Дня через три к Бескурову приехал сосед — председатель колхоза «Нива» — Василий Фомич Лобанцев. До этого они встречались всего несколько раз, да и то накоротке, мельком, хотя ревниво следили за делами друг друга. Лобанцев был «старый», уже опытный председатель, умный и добродушный толстяк, любивший острое словцо и шутку. В свое время ему пришлось немало попортить крови из-за разногласий о бывшими председателями (а их скопилось в «Ниве» целых пять человек), пока он не заставил их признать свою, как он говорил, «линию к коммунизму». Это была, по сути, линия рачительного и дальновидного хозяйствования, а не выжидания всяческих благ и помощи свыше, которой придерживались прежние руководители артели. «Нива» уверенно становилась на ноги, и Бескуров невольно в некоторых вопросах равнялся на нее, как на своего ближайшего соседа.

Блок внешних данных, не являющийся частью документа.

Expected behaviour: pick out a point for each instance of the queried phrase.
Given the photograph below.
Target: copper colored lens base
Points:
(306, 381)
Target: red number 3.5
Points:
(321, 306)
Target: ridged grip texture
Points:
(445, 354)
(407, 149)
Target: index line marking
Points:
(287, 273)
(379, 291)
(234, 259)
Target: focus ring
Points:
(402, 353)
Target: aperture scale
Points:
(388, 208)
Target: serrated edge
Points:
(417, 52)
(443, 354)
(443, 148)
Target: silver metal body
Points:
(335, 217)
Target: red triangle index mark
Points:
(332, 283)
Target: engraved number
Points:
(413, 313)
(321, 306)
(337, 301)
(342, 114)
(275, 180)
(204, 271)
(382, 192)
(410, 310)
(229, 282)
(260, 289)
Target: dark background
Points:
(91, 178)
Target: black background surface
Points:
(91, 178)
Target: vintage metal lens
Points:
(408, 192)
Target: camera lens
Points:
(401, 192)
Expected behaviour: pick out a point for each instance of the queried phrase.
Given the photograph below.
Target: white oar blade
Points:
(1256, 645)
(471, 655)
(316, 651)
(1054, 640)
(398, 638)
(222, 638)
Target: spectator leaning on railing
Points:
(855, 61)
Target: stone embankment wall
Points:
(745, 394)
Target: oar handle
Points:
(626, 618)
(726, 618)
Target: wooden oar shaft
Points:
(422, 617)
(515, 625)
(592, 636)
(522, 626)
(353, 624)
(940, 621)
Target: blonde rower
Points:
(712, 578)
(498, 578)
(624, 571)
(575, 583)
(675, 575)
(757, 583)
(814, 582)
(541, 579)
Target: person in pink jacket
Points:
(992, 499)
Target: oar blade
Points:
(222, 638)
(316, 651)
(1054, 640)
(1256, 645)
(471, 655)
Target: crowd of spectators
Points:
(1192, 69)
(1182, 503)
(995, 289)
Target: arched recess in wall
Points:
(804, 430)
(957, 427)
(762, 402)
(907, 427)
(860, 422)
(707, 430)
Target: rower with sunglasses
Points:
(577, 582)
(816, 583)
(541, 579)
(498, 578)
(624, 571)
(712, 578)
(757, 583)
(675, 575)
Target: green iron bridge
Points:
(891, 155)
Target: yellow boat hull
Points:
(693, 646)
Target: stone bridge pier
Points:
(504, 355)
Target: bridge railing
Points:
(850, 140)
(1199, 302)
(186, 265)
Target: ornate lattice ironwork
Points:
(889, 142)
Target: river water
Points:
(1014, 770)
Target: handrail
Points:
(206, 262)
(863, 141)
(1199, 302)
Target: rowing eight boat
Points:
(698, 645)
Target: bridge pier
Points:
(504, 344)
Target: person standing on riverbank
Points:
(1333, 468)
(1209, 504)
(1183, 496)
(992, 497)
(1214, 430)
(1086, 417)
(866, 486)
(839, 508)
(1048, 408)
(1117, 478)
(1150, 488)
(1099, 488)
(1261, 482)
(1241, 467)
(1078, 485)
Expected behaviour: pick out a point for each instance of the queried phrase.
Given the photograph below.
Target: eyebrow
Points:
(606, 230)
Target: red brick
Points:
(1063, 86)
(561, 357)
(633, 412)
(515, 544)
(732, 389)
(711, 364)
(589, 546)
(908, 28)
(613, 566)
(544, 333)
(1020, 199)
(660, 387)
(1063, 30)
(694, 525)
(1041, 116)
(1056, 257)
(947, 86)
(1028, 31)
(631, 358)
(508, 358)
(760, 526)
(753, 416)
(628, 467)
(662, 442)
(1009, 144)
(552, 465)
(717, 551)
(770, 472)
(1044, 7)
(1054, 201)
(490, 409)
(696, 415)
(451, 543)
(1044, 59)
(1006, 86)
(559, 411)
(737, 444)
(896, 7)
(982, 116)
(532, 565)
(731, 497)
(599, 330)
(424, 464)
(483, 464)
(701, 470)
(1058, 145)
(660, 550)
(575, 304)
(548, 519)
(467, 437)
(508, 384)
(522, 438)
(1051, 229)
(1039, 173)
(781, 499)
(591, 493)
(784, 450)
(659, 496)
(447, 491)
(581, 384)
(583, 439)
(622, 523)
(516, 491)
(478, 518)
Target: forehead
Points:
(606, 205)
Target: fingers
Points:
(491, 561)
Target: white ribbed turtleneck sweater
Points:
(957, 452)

Антон искренне обрадовался Лобанцеву, когда тот, неуклюже слезши с седла и привязав лошадь к перильцам, шумно ввалился в контору. Все эти дни он находился в таком нервном напряжении, что встреча с человеком, с которым он мог отвести душу, отвлечься хоть ненадолго от одолевавших его мыслей, была просто необходима. Конечно, с Клавой Бескуров делился всем, но то было совсем другое.
Лобанцев, хорошо помнивший старую контору, остановился у порога и изумленно чмокнул языком.
— Вот это хоромы! Ну и ну! Сразу видать — богато живете, недаром у соседей перестали бывать. Нет уж, я лучше дальше поеду, вон у меня сапоги какие грязные. Ведь думал в луже сполоснуть, да с лошади не захотелось слезать…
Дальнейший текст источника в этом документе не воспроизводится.